David Elliot as Ralph handles his awkward teen years well while Barbara Bolton as the mother provides an ideal stone faced straight man. As "the old man" James Broderick laments touchingly without becoming maudlin. The rest of the cast from his buds to adults like the fast talking tux renters and the under duress movie theatre manager and the "good at math" Wanda Hickey ably fulfill their roles and provide the film with a wealth of incidental material. The Phantom of the Open Hearth is a warm and very funny look back in humor.
This satirical, funny, but also rueful PBS film looks at teenage life
in middle America in the 1950s and is well adapted by humorist Jean
Shepherd from his own writings.
Really a series of episodes, without much of a plot, but lovely details, and pretty strong acting all around -- although the adults seem a touch exaggerated and the teens a touch underplayed in a way that makes me think the intent is to look at the adult world through the slight distortion of teenage eyes.
For me, this was stronger than the PBS produced follow up six years later 'The Great 4th of July and Other Disasters'. While that had a bit more wacky fun, this had more heart, and tartness to go with the sweet.
I saw PHANTOM when first broadcast and many times since. For my money it tops all adaptations of Shep's stories, including A Christmas Story. James Broderick is THE Old Man, playing him without the broad strokes Darren McGavin slathered on him in ACS. Barbara Bolton's spot-on on Ralph's mom, too. And watch Flick! The slightly sardonic, anti-nostalgia edge Shep favored on radio and in print holds sway here--it's as if Shep knew this might be his best (and only) shot at a film version of his stories, and he and all connected hit the notes.

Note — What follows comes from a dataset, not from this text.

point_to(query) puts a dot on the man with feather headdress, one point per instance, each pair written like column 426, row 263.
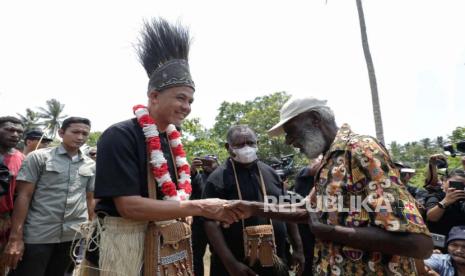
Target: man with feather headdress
column 143, row 178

Yes, the complete 76-minute version (not the edited hour version played years ago on Disney) can be found with a little online searching. Don't miss it! Excelsior, you fatheads, and FLICK LIVES!
Everyone loves little Ralphie in A Christmas Story, wouldn't you like to see what he went through in high school? Wouldn't you like to see what his prom was like? This PBS movie predates Christmas Story, but is just as funny, if not more so, than the more famous later work. Jean Shepard again narrates his own story.
Yes, this was written and narrated by Jean Shepard years before he did
A Christmas Story, yes, it has many of the same characters in a time a
few years later than that classic, and yes, it even has a first draft
of the leg lamp story that plays such a prominent part in the more
famous movie. But this is nowhere near as good as A Christmas Story.
The movie does has some moments that are funny, particularly during the prom (there's a lovingly horrific description of a corsage), but it also has a lot of moments that aren't particularly funny. And while little boy Ralphie's narcissism is amusing and relatable, I had less sympathy for Ralph, whose attitudes towards women need an attitude adjustment.
The movie is also rather poorly directed. It's done by the people who did the much better Between Time and Timbuktu, and has some of that movie's abstract and surreal touches. Unfortunately, that is totally wrong for the film. There are two cross-cutting scenes in which that two scenes don't in any way support or comment on one another. There's also this weird cutting to the "open hearth" that never resonates.
It's an somewhat interesting movie with some good scenes, but overall it's just not very good.